Feb 19, 2016
Social media is a powerful tool for nonprofits wanting to find new donors and broaden their influence that can eventually lead to more donation processing. Using Facebook, Twitter, Instagram and YouTube also connects your organization with longtime contributors and keeps them in the loop regarding your activities or the progress your nonprofit makes.
It almost seems silly not to fully embrace these different platforms to get the word out about your efforts. However, when not properly monitored, there is a downside to this type of communication just like any other. This is why every nonprofit must have a social media policy.
What to consider
Remember that whenever any staff member accesses or posts under your nonprofit's name, they're doing so on behalf of the organization as a whole.
Therefore, a good policy can ensure your employees are in sync with the editorial voice you want to express as well as the values you want your nonprofit to display online.
Emily Stumhofer, an attorney at the Nonprofit Management Risk Center, told The Nonprofit Times organizations must first think of their social media strategy. What objectives do you have for using a Facebook or Twitter page?
Similarly, nonprofit marketing expert, John Haydon, goes by the POST method for social media:
- P - People - Make sure that you understand your audience!
- O - Objectives - Set some social media goals before you start posting willy-nilly.
- S - Strategy - Strategy is about the value you give followers in exchange for their attention.
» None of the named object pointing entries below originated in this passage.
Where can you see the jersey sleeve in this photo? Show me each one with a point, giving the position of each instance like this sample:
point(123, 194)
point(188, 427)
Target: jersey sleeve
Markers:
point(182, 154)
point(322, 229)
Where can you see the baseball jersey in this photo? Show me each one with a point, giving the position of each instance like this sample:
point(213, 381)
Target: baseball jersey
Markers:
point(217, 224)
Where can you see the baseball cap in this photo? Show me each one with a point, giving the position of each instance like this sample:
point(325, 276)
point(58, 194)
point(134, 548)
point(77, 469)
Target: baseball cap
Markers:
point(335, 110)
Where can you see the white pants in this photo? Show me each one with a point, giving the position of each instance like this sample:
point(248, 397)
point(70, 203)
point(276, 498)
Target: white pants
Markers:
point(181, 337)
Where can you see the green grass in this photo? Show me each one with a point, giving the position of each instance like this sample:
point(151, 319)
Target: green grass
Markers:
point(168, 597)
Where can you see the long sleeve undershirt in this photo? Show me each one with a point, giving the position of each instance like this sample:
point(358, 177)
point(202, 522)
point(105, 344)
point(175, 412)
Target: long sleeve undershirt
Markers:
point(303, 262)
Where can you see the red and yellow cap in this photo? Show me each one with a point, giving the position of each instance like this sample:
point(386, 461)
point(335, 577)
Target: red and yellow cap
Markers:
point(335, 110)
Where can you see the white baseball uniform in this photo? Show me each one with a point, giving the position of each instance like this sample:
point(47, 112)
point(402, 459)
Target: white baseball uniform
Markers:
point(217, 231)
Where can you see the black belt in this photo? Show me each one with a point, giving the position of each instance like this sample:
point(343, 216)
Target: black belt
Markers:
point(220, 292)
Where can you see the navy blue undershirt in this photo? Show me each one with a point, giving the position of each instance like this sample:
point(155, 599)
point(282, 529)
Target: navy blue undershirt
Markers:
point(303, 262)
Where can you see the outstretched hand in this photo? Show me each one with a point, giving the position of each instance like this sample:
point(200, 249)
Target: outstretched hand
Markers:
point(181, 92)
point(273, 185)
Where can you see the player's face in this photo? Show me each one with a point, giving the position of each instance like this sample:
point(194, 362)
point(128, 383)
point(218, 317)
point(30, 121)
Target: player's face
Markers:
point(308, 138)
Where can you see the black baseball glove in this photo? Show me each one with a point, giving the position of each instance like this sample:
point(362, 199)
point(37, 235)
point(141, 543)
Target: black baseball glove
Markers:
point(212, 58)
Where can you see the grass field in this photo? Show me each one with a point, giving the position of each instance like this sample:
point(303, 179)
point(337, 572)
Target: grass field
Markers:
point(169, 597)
How will you convince followers to support your organization?
- T - Technology - You can use the basic tools that social media platforms offer, but there are tons of more comprehensive solutions out there that can be beneficial as well!
Also, which employees will maintain the accounts and post under your nonprofit's name? It could be wise to form a social media committee so all of the people writing can get on the same page, Tech Soup advised. This way, you'll have a limited and manageable number of people posting for the organization.
After you have a social media writing group formed, plan out what kind of content you want your employees to write, share, like or retweet.
Are there certain topics or websites you and others should avoid sharing or commenting on? Make sure you have clear guidelines in place regarding what's appropriate and what's not.
Put steps in place so your team knows how to check the content they're sharing is accurate and they have the author's permission to share it.
Interacting with others
Keep in mind that for your social media accounts to be effective in engaging the public, you'll need to respond to them in a timely fashion. This might give you pause if your Facebook page or Twitter account receives negative comments, but it's something your nonprofit must address, too.
Make sure you and your team follows the same list of rules for interacting and engaging with the public before they hit the reply button.
Having a good social media policy in place is important for any nonprofit wishing to develop a reputable and personable editorial voice.